Increasing consumption and declining production in developed countries has meant that our petrol prices are increasingly dictated by Saudi Arabia and Russia. In recent months, they have decided to cut back production, creating global oil shortages and making you pay more for petrol.
There is no need for us to hand over the control of our energy security to these dictatorial regimes. Australia remains an unexplored land of resource riches. Our best geologists at Geoscience Australia estimate that there could be 1 trillion barrels of oil in north Western Australia. Not all of this will be recoverable but there could easily be enough there to rival the oilfields of Texas.
The Beetaloo Basin in the Northern Territory could also contain liquid fuels and it is Australia’s first producing shale basin.
When the LNP were in Government we funded exploration of our resources to find out what we have, and to try and attract the commercial investment that could recreate our energy independence.
The new Labor Government scrapped these initiatives in its first budget and instead funded tax concessions for electric vehicles. These concessions are only useful to rich people who pay high taxes. Poorer Australians struggling with the price of petrol have been offered nothing by the new Labor Government.

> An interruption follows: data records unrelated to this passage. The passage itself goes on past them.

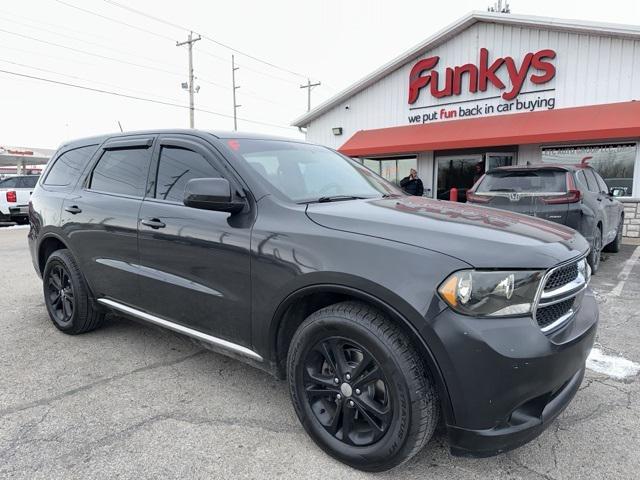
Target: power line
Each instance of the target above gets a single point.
(85, 52)
(134, 97)
(206, 37)
(75, 77)
(135, 27)
(89, 42)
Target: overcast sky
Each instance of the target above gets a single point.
(334, 41)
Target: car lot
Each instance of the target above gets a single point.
(133, 401)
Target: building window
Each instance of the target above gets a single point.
(391, 169)
(614, 162)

Australia developed the Bass Strait on the back of generous support for offshore drilling from the Menzies Government. This support attracted the world’s most renowned geologist from America, Lewis Weeks, and he immediately identified the Bass Strait as the place to drill.
We need to help support a new era of oil discovery if we want to provide any cost of living relief to Australian families. The demand for oil is going nowhere so if we do not increase the supply to match, the price of petrol will just keep going up and up, whether the PM notices it or not.